Sexual conflict may lead to antagonistic co-evolution, in which one sex (usually male) evolves a favorable trait that is offset by a countering trait in the other sex. Similarly, interlocus sexual conflict can be the result of what is called a perpetual cycle. The perpetual cycle begins with the traits that favor male reproductive competition, which eventually manifests into male persistence. These favorable traits will cause a reduction in the fitness of females due to their persistence. Following this event, females may develop a counter-adaptation, that is, a favorable trait that reduces the direct costs implemented by males. This is known as female resistance. After this event, females' fitness depression decreases, and the cycle starts again.[5] Interlocus sexual conflict reflects interactions among mates to achieve their optimal fitness strategies and can be explained through evolutionary concepts.

Sensory exploitation by males is one mechanism that involves males attempting to overcome female reluctance. It can result in chase-away selection, which then leads to a co-evolutionary arms race. There are also other mechanisms involved in sexual conflict such as traumatic insemination, forced copulation, penis fencing, love darts and others.
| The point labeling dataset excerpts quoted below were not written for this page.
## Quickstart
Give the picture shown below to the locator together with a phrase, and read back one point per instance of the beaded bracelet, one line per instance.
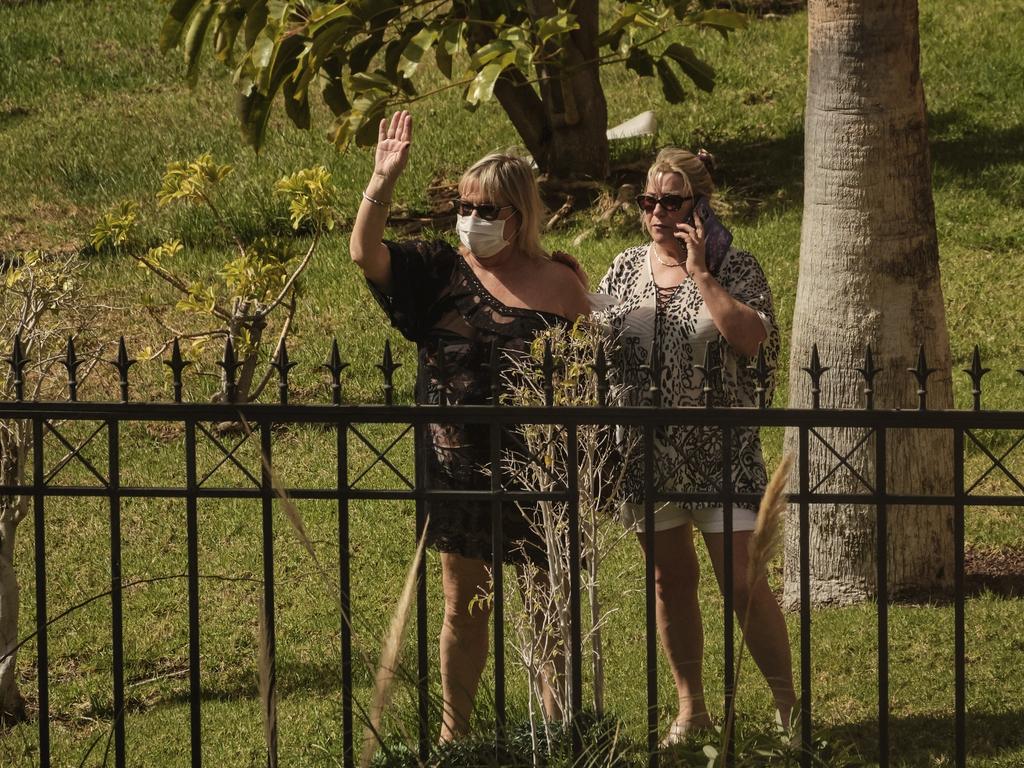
(376, 202)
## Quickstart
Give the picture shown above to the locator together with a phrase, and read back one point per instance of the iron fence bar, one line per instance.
(650, 607)
(42, 645)
(728, 588)
(882, 579)
(117, 605)
(996, 463)
(576, 644)
(330, 494)
(422, 663)
(227, 456)
(75, 453)
(498, 576)
(960, 692)
(805, 605)
(348, 754)
(192, 524)
(484, 414)
(268, 593)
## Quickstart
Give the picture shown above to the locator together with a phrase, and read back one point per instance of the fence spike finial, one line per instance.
(442, 374)
(869, 371)
(707, 369)
(921, 373)
(122, 364)
(283, 366)
(229, 365)
(495, 365)
(335, 366)
(387, 368)
(815, 370)
(761, 373)
(177, 365)
(548, 368)
(976, 372)
(600, 369)
(653, 371)
(72, 363)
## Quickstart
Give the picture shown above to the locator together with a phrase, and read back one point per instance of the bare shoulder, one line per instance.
(563, 290)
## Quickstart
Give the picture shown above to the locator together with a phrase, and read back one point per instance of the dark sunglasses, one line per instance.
(486, 211)
(671, 203)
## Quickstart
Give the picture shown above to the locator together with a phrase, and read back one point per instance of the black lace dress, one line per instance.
(438, 303)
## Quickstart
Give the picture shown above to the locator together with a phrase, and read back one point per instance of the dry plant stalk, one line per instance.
(386, 671)
(267, 687)
(764, 546)
(543, 627)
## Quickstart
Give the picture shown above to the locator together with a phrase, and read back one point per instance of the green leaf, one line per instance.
(366, 81)
(227, 24)
(696, 70)
(296, 103)
(640, 61)
(174, 24)
(394, 49)
(482, 87)
(720, 18)
(254, 104)
(194, 41)
(255, 22)
(489, 52)
(333, 89)
(561, 24)
(671, 87)
(364, 52)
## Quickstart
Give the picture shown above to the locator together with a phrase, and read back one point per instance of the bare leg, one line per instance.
(767, 637)
(463, 641)
(678, 612)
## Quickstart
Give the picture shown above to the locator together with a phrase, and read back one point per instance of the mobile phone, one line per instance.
(717, 238)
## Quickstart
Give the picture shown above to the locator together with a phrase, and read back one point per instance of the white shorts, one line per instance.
(673, 514)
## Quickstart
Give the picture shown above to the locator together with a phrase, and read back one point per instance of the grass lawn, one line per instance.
(90, 115)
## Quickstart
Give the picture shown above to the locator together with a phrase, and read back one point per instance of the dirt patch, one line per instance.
(766, 8)
(995, 569)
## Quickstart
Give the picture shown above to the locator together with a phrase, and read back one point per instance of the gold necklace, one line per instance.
(668, 263)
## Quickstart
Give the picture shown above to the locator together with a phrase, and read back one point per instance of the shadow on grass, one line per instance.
(762, 175)
(962, 148)
(920, 739)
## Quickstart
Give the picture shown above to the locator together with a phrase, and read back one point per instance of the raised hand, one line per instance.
(692, 239)
(394, 139)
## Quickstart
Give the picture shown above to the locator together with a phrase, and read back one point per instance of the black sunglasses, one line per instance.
(486, 211)
(671, 203)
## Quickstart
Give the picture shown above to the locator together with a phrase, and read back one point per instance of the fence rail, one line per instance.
(348, 420)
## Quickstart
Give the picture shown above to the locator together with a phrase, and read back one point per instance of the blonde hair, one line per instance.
(693, 168)
(508, 176)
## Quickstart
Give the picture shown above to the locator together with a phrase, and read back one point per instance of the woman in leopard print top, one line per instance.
(685, 292)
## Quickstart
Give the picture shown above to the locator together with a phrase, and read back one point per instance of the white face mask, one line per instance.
(483, 239)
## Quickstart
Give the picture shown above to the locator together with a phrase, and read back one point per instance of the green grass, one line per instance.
(90, 114)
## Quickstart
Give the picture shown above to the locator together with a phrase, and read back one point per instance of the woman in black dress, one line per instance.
(499, 287)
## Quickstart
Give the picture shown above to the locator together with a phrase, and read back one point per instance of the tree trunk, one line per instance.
(869, 273)
(565, 127)
(11, 702)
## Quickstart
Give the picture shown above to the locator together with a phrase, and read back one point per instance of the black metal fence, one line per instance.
(347, 421)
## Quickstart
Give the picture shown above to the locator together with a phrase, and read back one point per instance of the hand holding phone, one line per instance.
(711, 232)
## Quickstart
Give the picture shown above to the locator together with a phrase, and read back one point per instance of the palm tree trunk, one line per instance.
(869, 273)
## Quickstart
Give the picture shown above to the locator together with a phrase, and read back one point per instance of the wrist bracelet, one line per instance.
(376, 202)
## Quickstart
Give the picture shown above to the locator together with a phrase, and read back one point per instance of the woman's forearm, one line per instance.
(366, 246)
(739, 325)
Female resistance traditionally includes reducing negative effects to mechanisms implemented by males, but outside the norm may include sexual cannibalism, increased fitness in females on offspring and increased aggression to males.

Some regard sexual conflict as a subset of sexual selection (which was traditionally regarded as mutualistic), while others suggest it is a separate evolutionary phenomenon.[10]

  1. ^ a b c Danchin, Étienne; Giraldeau, Luc-Alain; Cézilly, Frank (2008). Behavioural Ecology. Oxford: Oxford University Press. ISBN 978-0-19-920629-2.[page needed]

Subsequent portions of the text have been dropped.